Materials and Methods:
A retrospective search was conducted on the database of academic medical center for 833 patients with breast cancer treated with unilateral mastectomy between January 2011 and December 2014 and who had undergone postoperative surveillance mammography. Commercially available AI software (Lunit INSIGHT MMG, Ver. 1.1.7.1) was used. For 29 patients with second-in-breast cancers, AI software was applied to two mammographic views (craniocaudal and mediolateral oblique) of the remaining unilateral breast at the time of diagnosis. For 804 patients without recurrence, AI software was applied to incident postoperative mammography. Mammography with AI output results were reviewed, defining maximum pixel-level abnormality score = 10 in at least one view at cancer site as test positive. The cancer detection rate (CDR) per 1000 screening examination, sensitivity, specificity, PPV, NPV, and recall rates were compared.

Results:
Of 29 second-in-breast cancers, 20 were invasive and nine were ductal carcinoma in situ; median invasive cancer size was 0.9 cm (range, 0.1–3.7cm). At the time of diagnosis, mammography alone detected 18 recurrences. AI software alone detected 19 recurrences. Mammography with AI detected 21 recurrences (14 invasive and seven ductal carcinoma in situ).
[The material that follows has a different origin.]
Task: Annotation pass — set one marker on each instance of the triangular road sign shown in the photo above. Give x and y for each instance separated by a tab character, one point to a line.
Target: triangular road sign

Mammography alone showed CDR of 21 (19/833; 95% CI: 13–34%), sensitivity of 62% (18/29; 95% CI: 43–77%), specificity of 99% (796/804; 95% CI: 98–99%), PPV of 69% (18/26; 95% CI: 49–83%), NPV of 98% (796/807; 95% CI: 97–99%), and recall rate of 3% (26/833; 95% CI: 2–4%). AI software alone showed CDR of 23 (18/833; 95% CI: 14–35%), sensitivity of 65% (19/29; 95% CI: 46–80%), specificity of 92% (741/804; 95% CI: 90–93%), PPV of 23% (19/82; 95% CI: 15–33%), NPV of 98% (741/751; 95% CI: 97–99%), and recall rate of 9% (82/833; 95% CI: 7–12%). Mammography with AI showed CDR of 25 (21/833; 95% CI: 16–38%), sensitivity of 72% (21/29; 95% CI: 53–85%), specificity of 91% (736/804; 95% CI: 89–93%), PPV of 23% (21/89; 95% CI: 15–33%), NPV of 98% (736/744; 95% CI: 97–99%), and recall rate of 9% (78/833; 95% CI: 7–11%). Compared to mammography alone, addition of AI software to mammography showed higher CDR and sensitivity with marginal significance (p =. 083, and .069, respectively), but with lower specificity and higher recall rate (p < .001).

Conclusion:
In patients treated with unilateral mastectomy, AI software assists in detection of second-in-breast cancers in women with unilateral postoperative mammography. However, due to the lack of reference mammography image for comparison, there is an increase in false positive results. In the future, AI software performance should be further refined to address the absence of contralateral reference, thereby reducing the number of recalls.